I never knew much about the man called Smith. I knew of his friends, a group of men that were members of a secret religious path, the Penitentes. The Penitentes expressed their faith through acts of extreme penitence. When I was small, there were still crosses,larger than a man, handmade of wood, along the trail leading to Hermit’s Peak and the three large crosses that were always up at the top of the Peak. It is said that that the brothers would carry these heavy wooden crosses the many steep miles up the trail especially on Good Friday, walking barefoot, often in snow, to reenact the carrying of the cross of Christ before His crucifixion, stopping at the stations of the Cross along the way. It is said that they walked up the trail to Hermit’s Peak, each man scourging the bare back of the man before him with ropes or whips made of yucca fiber, to humble themselves and honor the suffering of Christ. One man would be chosen to represent Christ by being lashed with ropes or whips made of yucca fiber or, in earlier times, nailed, to the largest cross on Good Friday and taken down the following morning. It is also said that the chosen one would find a pair of shoes on his porch the morning of the final services which began in the morada, or meeting place.

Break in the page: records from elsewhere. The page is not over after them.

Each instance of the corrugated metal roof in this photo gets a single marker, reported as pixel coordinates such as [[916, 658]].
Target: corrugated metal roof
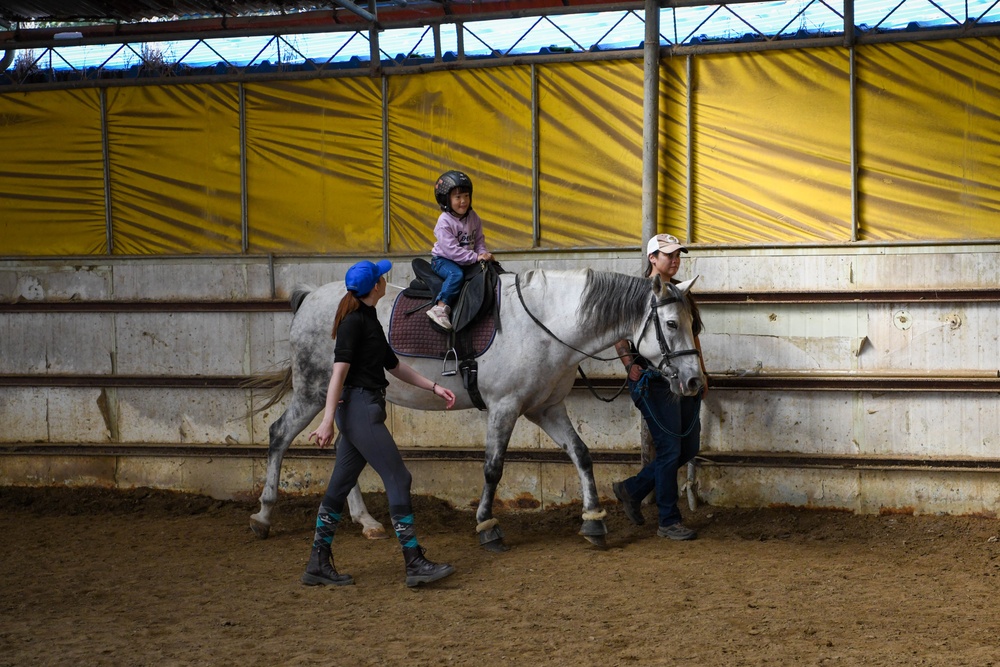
[[138, 10]]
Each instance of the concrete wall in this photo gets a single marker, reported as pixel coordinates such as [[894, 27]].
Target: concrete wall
[[910, 339]]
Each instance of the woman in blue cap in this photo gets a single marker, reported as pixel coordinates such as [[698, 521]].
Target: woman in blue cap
[[355, 400]]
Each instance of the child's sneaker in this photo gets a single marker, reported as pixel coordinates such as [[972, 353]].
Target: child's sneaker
[[439, 316]]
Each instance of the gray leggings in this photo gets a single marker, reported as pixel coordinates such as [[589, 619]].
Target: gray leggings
[[364, 439]]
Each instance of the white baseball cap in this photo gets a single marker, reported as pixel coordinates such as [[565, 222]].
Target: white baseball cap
[[664, 243]]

The Penitentes are known as Los Hermanos Penitentes or as Hermanadad de Nuestro Padre Jesus, and trace their origins as a lay brotherhood back to the third order of St. Francis de Assisi, established in Italy in 1221 and are also known as the Tertiaries.

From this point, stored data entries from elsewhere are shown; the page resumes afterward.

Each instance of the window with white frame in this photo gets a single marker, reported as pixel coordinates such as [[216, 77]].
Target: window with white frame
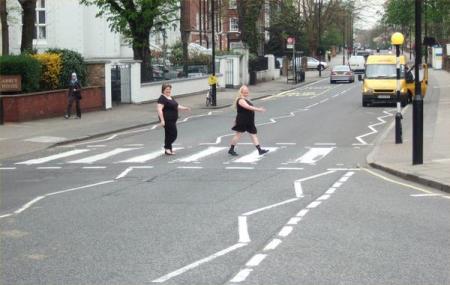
[[40, 32], [234, 25]]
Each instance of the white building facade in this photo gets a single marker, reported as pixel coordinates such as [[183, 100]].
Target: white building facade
[[68, 24]]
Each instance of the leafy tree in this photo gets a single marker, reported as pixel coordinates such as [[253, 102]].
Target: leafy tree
[[5, 31], [249, 12], [135, 20]]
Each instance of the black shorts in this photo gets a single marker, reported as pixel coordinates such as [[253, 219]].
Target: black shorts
[[251, 129]]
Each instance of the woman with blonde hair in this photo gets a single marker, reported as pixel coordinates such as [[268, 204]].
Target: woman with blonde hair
[[245, 121]]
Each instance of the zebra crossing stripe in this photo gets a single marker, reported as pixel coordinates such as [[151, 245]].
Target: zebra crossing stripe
[[314, 154], [202, 154], [254, 156], [53, 157], [94, 158], [146, 157]]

Juan de Onate was himself a Tertiary and was one of those who brought the brotherhood from Spain to New Mexico. After Bishop Lamy publicly condemned the brotherhood around 1850, the practice of the faith went underground and accounts for the secrecy surrounding the members and their meetings. Finally in 1947, Archbishop Byrne recognized the Penitentes and a Hermano Supremo was approved by him and traveled to the groups to grant a charter to those willing to worship under the guidelines set forth by the Archbishop.
Old ways die hard and the tradition of secrecy and the fervor of the old meetings has not been forgotten. Just remember, should you ever be entrusted to know the name of any member, the location of any active morada or somehow come upon a ceremony not meant for your eyes, choose the path of Mr. Smith and follow his example of silence and friendship. Remember too, to tip your hat or stop for a moment of silence at Smith’s grave should be hiking up our way. You never know who might be watching.